Владимир Соловьев - Похищение Данаи
Жалоба
Напишите нам, и мы в срочном порядке примем меры.
Владимир Соловьев - Похищение Данаи краткое содержание
Похищение Данаи читать онлайн бесплатно
Соловьев Владимир
Похищение Данаи
Истории одной болезни
1. Я ВЕРНУЛСЯ В МОЙ ГОРОД, ЗНАКОМЫЙ ДО СЛЕЗ…
Господи, как я ждал этой встречи! И сколько! Считай, те самые дважды по семь, что твой Иаков Рахиль. Но тот, не в пример мне, раскинув шатер рядом, мог лицезреть ее ежедневно, разговаривать, подглядывать, касаться, и кто знает, кто знает… А что точно — надеяться: все эти четырнадцать лет он жил надеждой, которая в конце концов сбылась. А я? Ни касаний, ни тайных свиданий, а надежда истаивала, как одинокое облако на летнем своде. Меж нами — пропасть: атлантические воды и тьма политических предрассудков — невозвращенец, предатель, путь назад заказан навсегда. Вот слово, которое я ненавидел всеми фибрами своей души: «на-все-гда». Жестоковыйная моя страна приравняла разлуку к смерти.

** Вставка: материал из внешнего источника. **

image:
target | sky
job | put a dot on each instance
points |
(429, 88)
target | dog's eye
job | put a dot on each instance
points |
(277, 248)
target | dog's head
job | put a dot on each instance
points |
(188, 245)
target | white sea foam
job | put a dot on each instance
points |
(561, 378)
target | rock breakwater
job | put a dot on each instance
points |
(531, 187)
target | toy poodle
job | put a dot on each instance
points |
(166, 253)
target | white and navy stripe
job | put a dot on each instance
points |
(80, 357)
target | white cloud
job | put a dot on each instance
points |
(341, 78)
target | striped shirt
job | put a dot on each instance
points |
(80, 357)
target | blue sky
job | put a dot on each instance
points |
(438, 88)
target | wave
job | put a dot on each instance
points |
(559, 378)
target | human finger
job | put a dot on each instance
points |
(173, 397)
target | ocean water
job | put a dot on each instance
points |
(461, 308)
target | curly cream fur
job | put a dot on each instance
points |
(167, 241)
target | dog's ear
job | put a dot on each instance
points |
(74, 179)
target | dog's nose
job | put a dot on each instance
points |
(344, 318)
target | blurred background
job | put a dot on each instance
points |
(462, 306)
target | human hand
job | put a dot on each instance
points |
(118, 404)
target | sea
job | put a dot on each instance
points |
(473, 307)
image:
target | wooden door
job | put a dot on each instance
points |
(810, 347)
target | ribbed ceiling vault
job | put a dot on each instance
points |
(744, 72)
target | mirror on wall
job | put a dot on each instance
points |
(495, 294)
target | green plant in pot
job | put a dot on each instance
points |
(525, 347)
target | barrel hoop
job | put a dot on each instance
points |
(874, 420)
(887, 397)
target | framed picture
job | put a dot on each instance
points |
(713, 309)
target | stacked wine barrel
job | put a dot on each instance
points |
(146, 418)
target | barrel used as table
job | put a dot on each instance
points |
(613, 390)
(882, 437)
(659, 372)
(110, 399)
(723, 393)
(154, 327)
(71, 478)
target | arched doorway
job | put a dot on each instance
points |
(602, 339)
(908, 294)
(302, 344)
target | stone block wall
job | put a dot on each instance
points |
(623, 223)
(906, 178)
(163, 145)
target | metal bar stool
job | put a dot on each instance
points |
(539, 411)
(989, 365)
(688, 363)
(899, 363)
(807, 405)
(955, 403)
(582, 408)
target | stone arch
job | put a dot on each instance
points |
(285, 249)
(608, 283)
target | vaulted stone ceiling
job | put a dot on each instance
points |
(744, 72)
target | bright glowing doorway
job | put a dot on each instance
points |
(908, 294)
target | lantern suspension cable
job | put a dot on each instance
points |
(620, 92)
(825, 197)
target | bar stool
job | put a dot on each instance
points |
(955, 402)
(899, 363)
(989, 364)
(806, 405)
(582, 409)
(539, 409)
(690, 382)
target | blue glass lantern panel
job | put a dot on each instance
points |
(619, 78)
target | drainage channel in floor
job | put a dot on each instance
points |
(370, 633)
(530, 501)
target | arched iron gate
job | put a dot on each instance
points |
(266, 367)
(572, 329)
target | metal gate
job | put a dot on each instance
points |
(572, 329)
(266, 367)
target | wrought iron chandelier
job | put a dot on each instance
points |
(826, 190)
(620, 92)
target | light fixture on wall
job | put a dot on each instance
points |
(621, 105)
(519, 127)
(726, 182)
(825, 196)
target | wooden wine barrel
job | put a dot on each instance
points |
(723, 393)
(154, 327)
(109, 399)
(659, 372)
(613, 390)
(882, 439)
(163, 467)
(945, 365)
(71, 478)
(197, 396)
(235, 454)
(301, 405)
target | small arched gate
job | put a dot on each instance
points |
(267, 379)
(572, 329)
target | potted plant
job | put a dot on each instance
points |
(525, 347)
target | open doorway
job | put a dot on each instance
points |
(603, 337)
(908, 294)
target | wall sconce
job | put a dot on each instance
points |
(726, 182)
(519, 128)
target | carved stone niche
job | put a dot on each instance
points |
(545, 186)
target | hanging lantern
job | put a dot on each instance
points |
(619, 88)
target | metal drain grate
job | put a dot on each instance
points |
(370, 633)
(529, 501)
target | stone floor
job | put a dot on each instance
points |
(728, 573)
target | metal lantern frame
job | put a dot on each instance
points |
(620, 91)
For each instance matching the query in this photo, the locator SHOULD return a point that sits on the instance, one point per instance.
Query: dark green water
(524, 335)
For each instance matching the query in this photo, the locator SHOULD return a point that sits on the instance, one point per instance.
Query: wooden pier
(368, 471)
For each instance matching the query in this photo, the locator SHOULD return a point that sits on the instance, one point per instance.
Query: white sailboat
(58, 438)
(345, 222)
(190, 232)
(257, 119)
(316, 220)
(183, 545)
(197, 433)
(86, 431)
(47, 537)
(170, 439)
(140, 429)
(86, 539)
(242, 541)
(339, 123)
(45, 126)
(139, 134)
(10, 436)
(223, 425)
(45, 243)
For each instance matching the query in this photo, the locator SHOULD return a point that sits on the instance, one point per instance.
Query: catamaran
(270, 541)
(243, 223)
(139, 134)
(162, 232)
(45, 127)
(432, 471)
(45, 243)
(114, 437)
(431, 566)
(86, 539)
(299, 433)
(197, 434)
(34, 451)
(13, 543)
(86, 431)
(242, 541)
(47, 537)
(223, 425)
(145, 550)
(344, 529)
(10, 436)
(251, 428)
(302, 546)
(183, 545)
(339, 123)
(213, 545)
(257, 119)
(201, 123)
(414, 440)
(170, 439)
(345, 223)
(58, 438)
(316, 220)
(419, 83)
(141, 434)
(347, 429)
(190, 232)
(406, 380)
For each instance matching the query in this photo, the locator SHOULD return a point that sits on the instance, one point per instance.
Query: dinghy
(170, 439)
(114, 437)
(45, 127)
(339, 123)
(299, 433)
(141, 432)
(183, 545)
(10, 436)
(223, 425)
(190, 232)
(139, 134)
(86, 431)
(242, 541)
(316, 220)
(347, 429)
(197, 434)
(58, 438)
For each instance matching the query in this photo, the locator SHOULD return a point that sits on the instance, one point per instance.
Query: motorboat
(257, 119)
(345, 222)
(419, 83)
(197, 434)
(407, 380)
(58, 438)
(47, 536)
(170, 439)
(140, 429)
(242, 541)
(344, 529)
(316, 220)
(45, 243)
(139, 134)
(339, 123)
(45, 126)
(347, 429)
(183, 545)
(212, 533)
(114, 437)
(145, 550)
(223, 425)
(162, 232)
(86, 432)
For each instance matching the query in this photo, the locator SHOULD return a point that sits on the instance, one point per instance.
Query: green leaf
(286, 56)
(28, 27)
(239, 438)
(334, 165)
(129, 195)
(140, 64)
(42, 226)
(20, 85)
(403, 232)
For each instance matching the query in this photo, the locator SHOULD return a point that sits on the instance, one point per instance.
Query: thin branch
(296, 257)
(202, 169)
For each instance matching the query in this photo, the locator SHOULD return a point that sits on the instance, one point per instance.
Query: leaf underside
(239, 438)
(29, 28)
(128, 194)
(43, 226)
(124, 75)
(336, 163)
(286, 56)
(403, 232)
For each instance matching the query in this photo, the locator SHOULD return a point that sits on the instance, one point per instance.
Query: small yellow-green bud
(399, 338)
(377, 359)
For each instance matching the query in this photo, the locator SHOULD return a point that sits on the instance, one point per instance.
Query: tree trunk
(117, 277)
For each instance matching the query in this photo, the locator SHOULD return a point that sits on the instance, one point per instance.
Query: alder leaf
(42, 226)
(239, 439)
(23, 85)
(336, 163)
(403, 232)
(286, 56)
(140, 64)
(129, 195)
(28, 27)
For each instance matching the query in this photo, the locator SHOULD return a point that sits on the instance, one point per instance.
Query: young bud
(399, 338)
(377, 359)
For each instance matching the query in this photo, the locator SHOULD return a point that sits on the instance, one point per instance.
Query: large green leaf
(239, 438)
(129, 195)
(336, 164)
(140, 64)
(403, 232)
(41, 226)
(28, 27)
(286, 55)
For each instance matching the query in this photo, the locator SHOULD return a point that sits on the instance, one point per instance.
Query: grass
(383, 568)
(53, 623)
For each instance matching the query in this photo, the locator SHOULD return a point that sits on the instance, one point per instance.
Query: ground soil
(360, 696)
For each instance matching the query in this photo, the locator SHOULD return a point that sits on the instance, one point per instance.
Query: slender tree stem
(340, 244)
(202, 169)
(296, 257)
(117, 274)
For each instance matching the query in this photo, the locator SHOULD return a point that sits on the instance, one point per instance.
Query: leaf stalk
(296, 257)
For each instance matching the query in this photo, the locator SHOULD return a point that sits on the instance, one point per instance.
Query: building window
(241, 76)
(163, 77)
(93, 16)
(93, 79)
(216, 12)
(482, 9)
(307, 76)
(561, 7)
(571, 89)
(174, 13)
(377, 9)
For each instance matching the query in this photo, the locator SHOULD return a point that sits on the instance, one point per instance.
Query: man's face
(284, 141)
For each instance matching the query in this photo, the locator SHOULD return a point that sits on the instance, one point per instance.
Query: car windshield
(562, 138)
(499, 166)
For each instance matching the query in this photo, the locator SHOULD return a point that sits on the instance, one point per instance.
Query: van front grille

Перед отвалом я пришел на последнюю встречу — только и делал, что тер глаза. Знал, что никогда — никогда! — больше ее не увижу. Но что делать? Из двух направлений я выбрал западное — если не Америка, покатил бы в Сибирь, что тоже означало смерть-разлуку, но только более отвратную. А здесь у меня, в Метрополитен, стоит на столе цветная фотография, а в спальне над кроватью висит в натуральную величину, и я могу часами смотреть на нее. Но все это, увы, мертвые копии, а живой, родной, трепетный оригинал остался за семью морями и за семью печатями. Дважды по семь — вот и получаются те злосчастные четырнадцать, которые казались мне вечностью.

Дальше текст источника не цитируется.